Lighter Ways to Make Them
Air frying is the most popular shortcut for cutting the oil. Because an air fryer circulates hot air around the dough, you get a crispy exterior with a fraction of the fat. The calorie count drops significantly since the dough isn’t soaking in oil for several minutes. The texture won’t be identical to a traditional deep-fried fat cake, but it comes close enough that many home cooks consider the trade-off worthwhile.
Swapping in whole wheat flour or adding oat bran to the dough also changes the nutritional picture. Research on fried dough products shows that incorporating oat bran lowers the amount of rapidly available glucose, meaning your blood sugar rises more gradually after eating. The fiber also adds some staying power so you feel full longer. These tweaks don’t turn a fat cake into a health food, but they make an occasional indulgence less of a metabolic spike.
Fat Cakes for Wild Birds
If you came across “fat cake” in a gardening or birdwatching context, it refers to something entirely different: a block of solidified animal fat mixed with seeds, hung outside to feed wild birds. These are sometimes called suet cakes.

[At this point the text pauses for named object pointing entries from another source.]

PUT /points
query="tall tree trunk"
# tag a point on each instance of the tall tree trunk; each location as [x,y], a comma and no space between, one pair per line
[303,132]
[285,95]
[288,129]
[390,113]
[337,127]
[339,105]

The fat base is typically beef tallow or rendered suet, though pork fat and saved bacon grease also work. You melt the fat, stir in birdseed, and optionally add peanut butter, dried blueberries, mealworms, raisins, cornmeal, or flour as a binder. The mixture gets poured into a mold or container and refrigerated until solid. Birds that eat insects, like woodpeckers and nuthatches, are especially drawn to these cakes because animal fats mimic the calorie-dense food sources they rely on in the wild.
Bird fat cakes are most useful during cold months when natural food is scarce and birds burn extra energy staying warm. The high calorie density of tallow, roughly 9 calories per gram of fat, gives small birds an efficient fuel source. You can buy commercial suet cakes at most garden centers, but homemade versions using tallow trimmings from a butcher are simple to prepare and let you customize the seed mix for the species in your area.